Le processus d’américanisation des armées arabes s’est fortement accentué après le onze septembre 2001 et la décision américaine de mener la guerre à ce que les US qualifient de « terrorisme ». C’est ce même processus qui a conduit aux tentatives de refondation des forces palestiniennes de la sécurité, en Cisjordanie (plan Dayton et Quartet), faisant d’elles des supports à l’armée sioniste, contre les résistants palestiniens. L’armée libanaise, elle, a été empêchée de s’équiper, tant qu’elle affirmait une volonté de défense nationale.

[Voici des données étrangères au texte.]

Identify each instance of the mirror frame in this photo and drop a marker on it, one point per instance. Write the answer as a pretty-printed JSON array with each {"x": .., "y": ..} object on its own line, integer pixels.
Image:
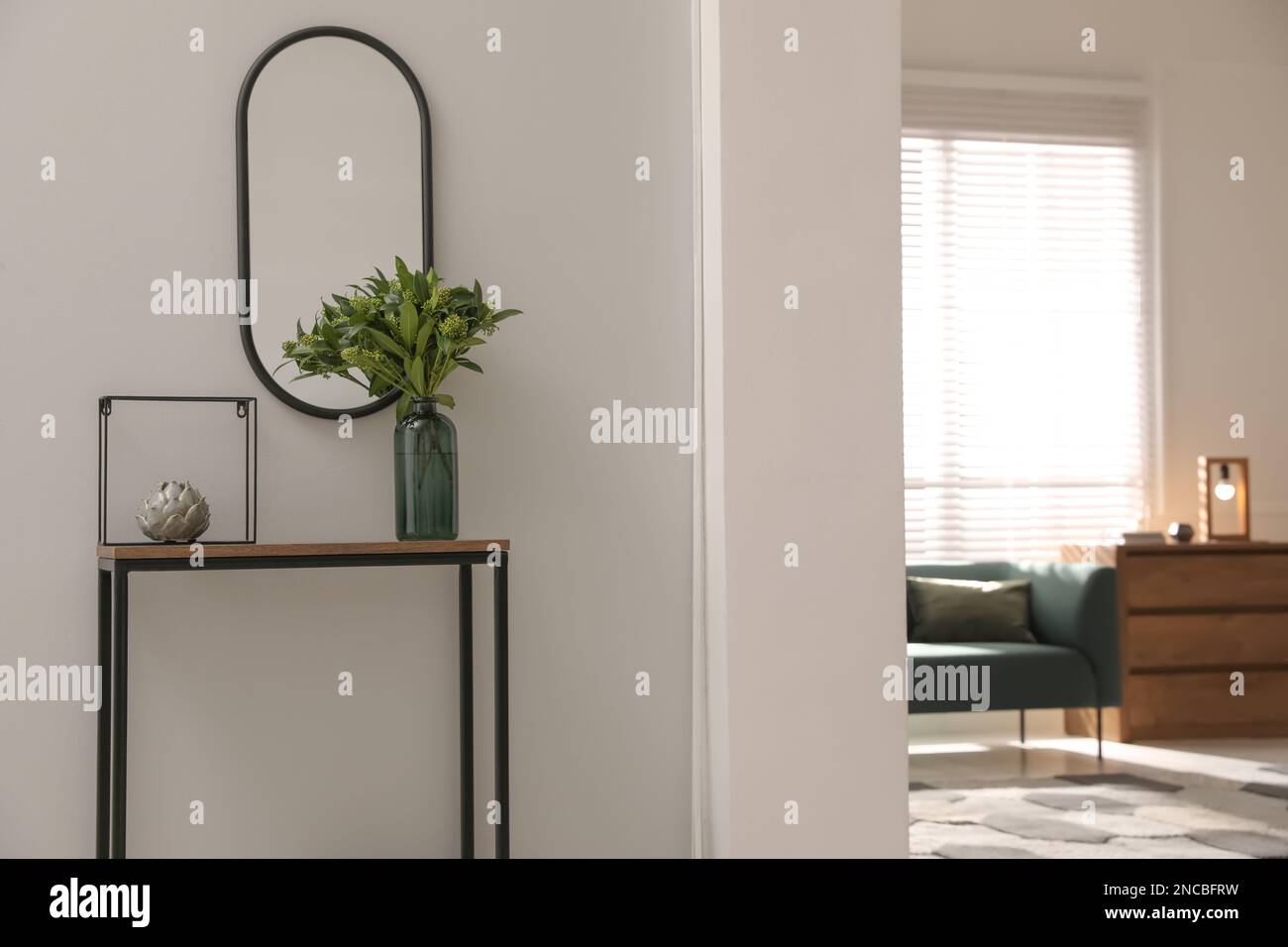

Après l’agression israélienne de juillet-août 2006, l’alliance américano-sioniste et ses pions locaux ont cherché à détourner son rôle. Le premier épisode fut la guerre de destruction du camp palestinien de Nahr el-Bârid, où elle a été impliquée, malgré sa direction, dans un conflit auquel elle n’était pas préparée. Rappelons que c’est suite à un massacre perpétré contre des soldats, campés aux alentours du camp, pendant qu’ils dormaient, que l’armée est intervenue. Au lieu de demander des comptes à la classe politique dirigeante et aux forces sécuritaires qui lui sont liées, qui l’ont impliquée dans la guerre contre le camp, l’armée s’est sauvagement vengée sur une population civile, dont le seul tort est d’être composée de réfugiés palestiniens, sans défense. Elle a presque entièrement détruit le camp, laissant jusqu’à présent plus de 30.000 Palestiniens dans des abris de fortune, sous le prétexte de lutter contre Fateh al-Islam. C’est sa capacité à mener ce combat qui va déterminer si les US et ses alliés vont pouvoir s’appuyer ou non sur l’armée libanaise pour un rôle de répression interne, contre la résistance essentiellement. Et le second épisode a eu lieu en ce dimanche sanglant.

 

La nomination du chef de l’armée à la présidence de la république, en tant que candidat unitaire, par l’équipe au pouvoir et par l’opposition, a lourdement exacerbé la tension autour et dans l’armée. Si son chef est élu président de la république, qui le remplacera à la tête de l’armée ? Quel rôle devra-t-elle jouer ? Quelle instance politique la dirigerait, le président ou le chef de gouvernement ? Comment sera-t-elle équipée, par un armement pour une guerre interne (comme le souhaitent les Etats-Unis) ou un armement capable de défendre le pays contre les incessantes agressions sionistes ?

 

Les pions américano-sionistes ont voulu précipiter les choses pour couper court à toute discussion : en faisant intervenir l’armée contre les manifestants, en donnant l’ordre (qui ?) de tirer, en voulant provoquer une réaction de la population en direction d’autres quartiers (en tirant à partir de ces quartiers), le tout accompagné d’une campagne médiatique orchestrée remettant en cause l’opposition et soutenant le rôle répressif de l’armée, au détriment de son rôle national.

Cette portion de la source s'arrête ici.